Minority to resist any attempts by EC to cancel use of indelible ink in 2024 elections

Ato Forson

The Minority in Parliament will resist any attempts by the Electoral Commission (EC) to cancel the use of indelible ink during the 2024 polls, Dr Cassiel Ato Baah Fordon, the Minority Leader, said on Tuesday.

In his welcome address in Parliament, Dr Forson said: “Mr Speaker, we will not countenance the elimination of indelible ink from the electoral process. We will not! Read my lips, we will not! Touch wood, we will not.”

He explained that the use of indelible ink during elections had been proven to be time-tested for identifying persons who had cast their ballots, adding that it would be wrong on the EC’s part to eliminate it.
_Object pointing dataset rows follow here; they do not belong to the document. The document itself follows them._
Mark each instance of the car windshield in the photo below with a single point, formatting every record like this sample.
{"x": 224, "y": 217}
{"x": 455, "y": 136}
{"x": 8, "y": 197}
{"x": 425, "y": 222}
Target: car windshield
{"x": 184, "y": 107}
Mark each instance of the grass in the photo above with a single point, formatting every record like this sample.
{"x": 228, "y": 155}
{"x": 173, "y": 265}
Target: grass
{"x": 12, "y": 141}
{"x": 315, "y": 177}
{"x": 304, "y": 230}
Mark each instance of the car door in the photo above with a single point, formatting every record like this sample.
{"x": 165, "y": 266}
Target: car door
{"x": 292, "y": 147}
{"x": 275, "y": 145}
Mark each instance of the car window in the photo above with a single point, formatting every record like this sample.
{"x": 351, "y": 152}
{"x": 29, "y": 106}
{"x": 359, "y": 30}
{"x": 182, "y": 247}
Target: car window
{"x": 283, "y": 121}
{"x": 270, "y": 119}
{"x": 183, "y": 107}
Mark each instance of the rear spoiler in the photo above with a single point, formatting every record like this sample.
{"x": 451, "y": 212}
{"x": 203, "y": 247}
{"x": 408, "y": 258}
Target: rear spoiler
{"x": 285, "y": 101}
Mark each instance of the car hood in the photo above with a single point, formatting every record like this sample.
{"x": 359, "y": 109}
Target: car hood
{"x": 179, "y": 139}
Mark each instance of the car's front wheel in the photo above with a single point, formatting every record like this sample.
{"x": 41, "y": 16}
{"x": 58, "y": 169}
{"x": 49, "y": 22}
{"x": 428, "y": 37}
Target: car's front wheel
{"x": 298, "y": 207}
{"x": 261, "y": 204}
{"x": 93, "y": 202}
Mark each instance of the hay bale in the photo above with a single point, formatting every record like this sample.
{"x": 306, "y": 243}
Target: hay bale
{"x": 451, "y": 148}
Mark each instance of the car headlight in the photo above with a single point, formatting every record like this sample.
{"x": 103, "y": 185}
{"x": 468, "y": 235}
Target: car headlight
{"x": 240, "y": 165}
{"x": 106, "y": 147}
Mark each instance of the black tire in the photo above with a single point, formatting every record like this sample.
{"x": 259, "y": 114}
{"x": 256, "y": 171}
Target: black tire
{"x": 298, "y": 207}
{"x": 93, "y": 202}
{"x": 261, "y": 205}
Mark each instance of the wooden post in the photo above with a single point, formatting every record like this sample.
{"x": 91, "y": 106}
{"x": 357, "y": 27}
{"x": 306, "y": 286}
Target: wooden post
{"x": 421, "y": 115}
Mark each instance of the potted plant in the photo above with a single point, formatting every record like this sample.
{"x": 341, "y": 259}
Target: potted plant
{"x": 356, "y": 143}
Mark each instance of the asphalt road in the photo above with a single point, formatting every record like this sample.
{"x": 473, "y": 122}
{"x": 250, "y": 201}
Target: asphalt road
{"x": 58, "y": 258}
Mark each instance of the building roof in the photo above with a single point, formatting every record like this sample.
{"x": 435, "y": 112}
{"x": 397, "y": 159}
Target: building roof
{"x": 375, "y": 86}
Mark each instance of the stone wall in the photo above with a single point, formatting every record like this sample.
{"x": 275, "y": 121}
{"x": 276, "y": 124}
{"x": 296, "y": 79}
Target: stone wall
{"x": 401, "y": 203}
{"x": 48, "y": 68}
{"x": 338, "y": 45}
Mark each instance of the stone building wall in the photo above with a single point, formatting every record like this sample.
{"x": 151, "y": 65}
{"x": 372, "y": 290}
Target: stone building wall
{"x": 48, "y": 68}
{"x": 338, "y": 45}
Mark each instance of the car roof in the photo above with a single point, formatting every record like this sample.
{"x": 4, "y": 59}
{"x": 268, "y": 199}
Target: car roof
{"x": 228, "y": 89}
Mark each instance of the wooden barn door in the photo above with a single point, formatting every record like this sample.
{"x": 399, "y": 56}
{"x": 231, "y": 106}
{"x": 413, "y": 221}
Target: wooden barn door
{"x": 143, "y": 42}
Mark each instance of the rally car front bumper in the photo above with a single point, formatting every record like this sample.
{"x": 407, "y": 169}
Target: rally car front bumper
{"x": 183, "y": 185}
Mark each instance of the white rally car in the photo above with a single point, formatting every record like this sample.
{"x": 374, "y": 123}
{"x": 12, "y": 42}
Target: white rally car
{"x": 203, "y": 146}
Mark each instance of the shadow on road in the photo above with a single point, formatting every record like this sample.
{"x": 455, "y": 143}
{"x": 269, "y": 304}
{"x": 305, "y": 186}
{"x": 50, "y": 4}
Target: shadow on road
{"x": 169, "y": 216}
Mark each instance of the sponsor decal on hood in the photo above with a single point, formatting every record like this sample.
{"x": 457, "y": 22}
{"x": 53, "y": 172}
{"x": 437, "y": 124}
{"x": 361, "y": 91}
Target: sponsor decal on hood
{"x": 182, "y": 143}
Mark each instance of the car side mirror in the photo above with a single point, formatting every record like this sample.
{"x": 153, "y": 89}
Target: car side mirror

The EC is alleged to have announced plans to scrap the ink, traditionally applied to voters’ fingers to prevent multiple voting, in replacement of a more “modern” verification method.

It is reported that Madam Jean Mensa, the Chairperson of the EC, announced that in the district-level election and subsequent polls, there would be no need for indelible ink as part of efforts to improve the electoral process.

Subsequently, the National Democratic Congress and other stakeholders have kicked against this decision.

Dr Forson told Parliament that the Indelible ink had not only become a feature of Ghana’s elections in the Fourth Republic, but also a time-tested method for easy identification of persons who had already voted, therefore, helping to prevent multiple voting.

“Mr Speaker, the truth of the matter is that the use of indelible ink in our electoral process does not harm the conduct of free and fair elections in Ghana. Indelible ink adds another layer to the integrity of elections by ensuring that voters are visibly, transparently, and physically verified in addition to biometric verification,” he said.

The Eighth Parliament of the Fourth Republic of Ghana took office on January 7, 2021.

Parliament reconvened on Tuesday, February 6, 2024, after the Christmas recess to begin the final year of its four-year tenure.